Tetanus in Child
This bacterium is spore-forming, and spores are widely distributed throughout the world. Disease occurs after the spores are inoculated into a deep puncture wound. The portal of entry may also be a burn wound, infection of the skin or middle ear, or septic abortion. It also might be minor and not readily apparent. Germination leads to the production of an exotoxin, tetanospasmin. This metalloprotease destroys the protein essential for the release from the presynaptic vesicles of the neurotransmitters that prevent the firing of the neurons from the motor and autonomous systems. The retrograde neuronal transport of tetanospasmin and entry in the central nervous system accounts for the clinical manifestations of the disease that are different from those of botulism. Another toxin, tetanolysin, is also produced. The role of this toxin in infection is not known with certainty, but it is suspected that it may cause local tissue damage and thereby optimize the local conditions for bacterial replication.
In developed countries such as the United States, tetanus is rare due to the near-universal vaccination of children. Surveillance of patients who develop the disease reveals that many were inadequately vaccinated or did not receive proper prophylaxis following an injury. In the developing world, tetanus is more common, and outbreaks can be seen following natural disasters. Neonatal tetanus is also much more common in the developing world.
The period from the time of wound inoculation to the onset of symptoms can vary. It is generally about 1 week (range 1-60 days). The incubation period may be somewhat shorter in neonates.
Patients with generalized tetanus (the most common clinical presentation) present with excruciatingly painful muscle spasms, trismus (lockjaw, the common name of tetanus), risus sardonicus (sardonic smile), opisthotonus (spasms and arching of the back), a rigid abdomen, apnea, and dysphagia. Other presentations of tetanus include local tetanus (muscle contractions at the site of spore inoculation) and cephalic tetanus (involving only the cranial nerves and usually manifesting as diplopia or facial paralysis). Both of these presentations can progress to generalized tetanus.
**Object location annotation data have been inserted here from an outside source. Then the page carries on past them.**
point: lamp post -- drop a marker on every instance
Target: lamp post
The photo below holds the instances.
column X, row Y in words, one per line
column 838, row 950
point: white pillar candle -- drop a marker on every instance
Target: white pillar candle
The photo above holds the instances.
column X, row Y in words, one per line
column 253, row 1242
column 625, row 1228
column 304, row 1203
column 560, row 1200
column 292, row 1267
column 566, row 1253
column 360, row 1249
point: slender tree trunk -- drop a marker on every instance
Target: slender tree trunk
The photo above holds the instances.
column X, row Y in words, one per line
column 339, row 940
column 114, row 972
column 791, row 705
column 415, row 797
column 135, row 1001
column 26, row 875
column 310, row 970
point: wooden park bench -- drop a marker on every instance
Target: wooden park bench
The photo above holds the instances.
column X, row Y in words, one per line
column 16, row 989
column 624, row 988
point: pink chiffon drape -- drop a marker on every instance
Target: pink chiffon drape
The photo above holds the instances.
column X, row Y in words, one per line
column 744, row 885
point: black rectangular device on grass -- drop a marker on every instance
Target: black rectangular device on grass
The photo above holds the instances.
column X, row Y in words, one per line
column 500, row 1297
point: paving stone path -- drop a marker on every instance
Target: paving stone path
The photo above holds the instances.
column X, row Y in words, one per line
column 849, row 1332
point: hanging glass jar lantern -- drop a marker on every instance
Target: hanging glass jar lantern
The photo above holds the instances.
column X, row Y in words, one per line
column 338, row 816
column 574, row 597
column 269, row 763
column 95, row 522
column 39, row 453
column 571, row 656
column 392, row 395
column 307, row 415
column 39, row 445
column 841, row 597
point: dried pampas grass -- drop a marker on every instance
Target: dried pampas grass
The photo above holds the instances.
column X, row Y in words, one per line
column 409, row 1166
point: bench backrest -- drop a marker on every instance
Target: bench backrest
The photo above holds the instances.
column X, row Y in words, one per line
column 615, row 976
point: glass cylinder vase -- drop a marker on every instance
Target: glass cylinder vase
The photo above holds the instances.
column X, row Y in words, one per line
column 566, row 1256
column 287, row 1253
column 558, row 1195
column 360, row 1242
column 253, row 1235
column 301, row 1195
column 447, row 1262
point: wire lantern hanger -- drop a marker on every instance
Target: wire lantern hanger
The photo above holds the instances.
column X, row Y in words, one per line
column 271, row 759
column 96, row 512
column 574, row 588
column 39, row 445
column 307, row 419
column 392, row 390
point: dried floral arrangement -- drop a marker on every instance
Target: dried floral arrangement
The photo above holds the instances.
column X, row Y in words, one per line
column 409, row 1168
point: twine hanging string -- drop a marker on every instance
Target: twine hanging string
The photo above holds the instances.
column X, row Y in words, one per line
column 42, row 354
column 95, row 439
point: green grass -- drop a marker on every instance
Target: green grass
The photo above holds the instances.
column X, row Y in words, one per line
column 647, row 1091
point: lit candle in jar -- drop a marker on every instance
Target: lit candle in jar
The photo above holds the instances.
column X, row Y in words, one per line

The symptoms of generalized tetanus may last 2-4 weeks, during which time the patient will typically require intensive care. During this time, the patient might experience autonomic dysfunction (especially labile blood pressure and heart rate), which can be life-threatening. After the acute illness, symptoms continue to improve over the following weeks.
An additional clinical pattern is neonatal tetanus. This is caused by contamination of the umbilical stump when a mother has been inadequately vaccinated against tetanus. This severe form of illness has symptoms similar to generalized tetanus and usually presents within the first 2 weeks of life. Mortality is high, and survivors may suffer developmental delay.
In the United States, tetanus is more common in patients with diabetes mellitus and a history of injection drug use.
A35 – Other tetanus
76902006 – Tetanus
Differential Diagnosis & Pitfalls
- Strychnine poisoning – Symptoms may mimic tetanus, and serum and urine testing for strychnine should always be performed when tetanus is suspected.
- Dystonic reactions – Lateral head turning seen in dystonic reactions is rare in tetanus. Benztropine may be administered to rule out a dystonic reaction.
- Dental infection – Dental infection may cause trismus but no other symptoms of tetanus.